TODAY, I HAVE a fantastic opportunity. As I sit at my computer, looking at the blank screen, a cursor blinks benignly and awaits my signal to begin. I can express my ideas with grandiose words and magnanimous articulation. I can write big words on this page, words like “thoroughfare” or “boulevard” or “promenade.”

            Or I can keep it simple and use ‘road.’

            I can type words that are abstruse and profound. I can say “That writer’s perspectives are contemplative, filled with sagacity.”

            Or I can say, “I like the way he thinks.”
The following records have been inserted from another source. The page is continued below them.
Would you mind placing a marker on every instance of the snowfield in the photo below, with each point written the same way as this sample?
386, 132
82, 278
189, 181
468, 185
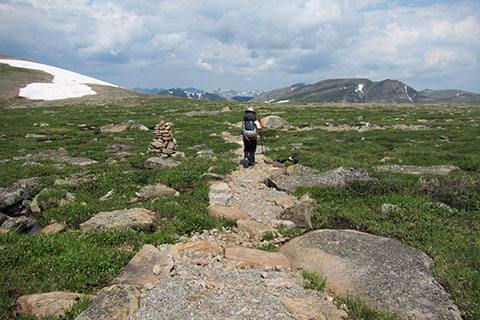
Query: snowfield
65, 84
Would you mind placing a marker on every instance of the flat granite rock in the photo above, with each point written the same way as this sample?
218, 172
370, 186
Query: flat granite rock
149, 265
309, 178
119, 219
383, 271
118, 302
443, 169
50, 304
158, 162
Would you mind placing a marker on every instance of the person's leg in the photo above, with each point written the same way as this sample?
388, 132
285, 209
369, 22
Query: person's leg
246, 153
253, 148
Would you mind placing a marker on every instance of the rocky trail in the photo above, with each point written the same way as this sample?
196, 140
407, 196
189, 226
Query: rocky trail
221, 274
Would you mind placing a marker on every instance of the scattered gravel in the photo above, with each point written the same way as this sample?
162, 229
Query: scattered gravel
204, 286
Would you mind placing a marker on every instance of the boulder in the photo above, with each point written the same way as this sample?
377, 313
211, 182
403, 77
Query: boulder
149, 265
300, 212
137, 218
78, 161
219, 198
275, 122
14, 195
117, 302
3, 217
53, 228
17, 224
443, 169
255, 228
256, 258
117, 147
219, 187
50, 153
382, 271
111, 127
136, 125
204, 246
156, 190
11, 196
227, 213
312, 308
158, 162
335, 177
51, 304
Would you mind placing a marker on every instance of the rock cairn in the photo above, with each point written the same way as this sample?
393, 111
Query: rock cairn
163, 141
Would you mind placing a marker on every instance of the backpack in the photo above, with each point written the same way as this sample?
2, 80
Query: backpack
249, 129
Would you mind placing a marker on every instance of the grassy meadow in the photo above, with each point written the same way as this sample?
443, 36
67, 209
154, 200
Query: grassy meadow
441, 218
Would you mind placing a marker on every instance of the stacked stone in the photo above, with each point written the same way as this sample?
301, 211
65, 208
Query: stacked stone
163, 141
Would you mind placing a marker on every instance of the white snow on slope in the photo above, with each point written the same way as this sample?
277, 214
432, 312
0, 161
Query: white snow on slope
65, 84
359, 88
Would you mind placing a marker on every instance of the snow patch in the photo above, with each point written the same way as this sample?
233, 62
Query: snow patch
66, 84
406, 92
360, 88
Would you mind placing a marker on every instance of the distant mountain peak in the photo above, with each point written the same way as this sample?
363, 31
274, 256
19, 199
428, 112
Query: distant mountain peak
364, 90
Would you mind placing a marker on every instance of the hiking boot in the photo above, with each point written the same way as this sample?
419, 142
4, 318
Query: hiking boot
244, 162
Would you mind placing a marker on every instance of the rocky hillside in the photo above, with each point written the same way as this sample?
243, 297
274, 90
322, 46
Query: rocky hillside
22, 80
363, 90
192, 93
216, 95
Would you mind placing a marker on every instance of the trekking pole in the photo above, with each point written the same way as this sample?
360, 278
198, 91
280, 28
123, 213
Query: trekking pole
262, 142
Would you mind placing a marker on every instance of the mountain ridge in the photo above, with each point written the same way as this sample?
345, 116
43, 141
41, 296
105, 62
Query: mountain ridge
358, 90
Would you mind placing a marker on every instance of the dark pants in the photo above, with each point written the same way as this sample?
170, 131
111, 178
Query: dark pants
249, 148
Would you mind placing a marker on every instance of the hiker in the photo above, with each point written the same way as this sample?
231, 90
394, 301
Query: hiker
250, 127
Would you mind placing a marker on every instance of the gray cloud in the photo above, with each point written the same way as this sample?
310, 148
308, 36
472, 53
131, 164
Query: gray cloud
268, 42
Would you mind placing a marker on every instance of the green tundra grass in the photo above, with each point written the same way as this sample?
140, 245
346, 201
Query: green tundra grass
441, 219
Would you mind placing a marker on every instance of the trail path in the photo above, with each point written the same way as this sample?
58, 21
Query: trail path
217, 276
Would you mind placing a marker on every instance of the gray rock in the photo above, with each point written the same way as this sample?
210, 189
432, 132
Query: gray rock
75, 160
117, 147
147, 266
136, 125
35, 135
275, 122
117, 302
51, 304
388, 207
111, 127
18, 224
383, 271
156, 190
2, 218
137, 218
300, 212
15, 194
11, 196
335, 177
443, 169
157, 162
50, 153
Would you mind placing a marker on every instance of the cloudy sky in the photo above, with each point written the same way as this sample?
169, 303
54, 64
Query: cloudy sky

            This computer doesn’t care if I use words likes epicurean or gastronomic. It will respond to what I type. I can say, “The last twenty-four hours have been invigorating, gratifying, and absolutely Promethean in every way.”

            Or, “It’s been a good day!” I get to choose.

            Good writing and good living are a lot alike. Every morning, I face a blank page of life, another blinking cursor. I can perambulate through the happenings of today, contemplating the quintessence of their significance.

            Or, I can walk in faith. The choice is mine.

            I can pendulate and vacillate and bifurcate myself into spiritual schizophrenia.

            Or, I can trust and serve and believe.

            Simple is better. The more profound I try to be — the more ostentatious and ubiquitous my approach to God — the further I get from the little children Jesus loved to hold in his lap. I think they used short, easy words to talk to God. Just listen to kids when they communicate, and the openness of their lives. They pray for lost kittens. They ask honest, innocent questions like, “Why are our tongues wet?” When they cross the street with a dad, they reach out in simple faith and hold on to a hand much bigger than their own and assume, “He must know where we’re going.”

            The Songwriter got up one morning and sat looking at a blank piece of paper. I can almost picture him leaning back, looking up into the sky and smiling, as a profound thought crossed his mind. He put pen to paper and began the first verse: “This is the day that the Lord has made; I will rejoice and be glad in it.” Short and simple. Kind of like a blinking cursor on a blank computer screen. And, every day, I get to give simplicity another shot.

(Sometimes, now that I think about it, simplicity is not always that simple for me.)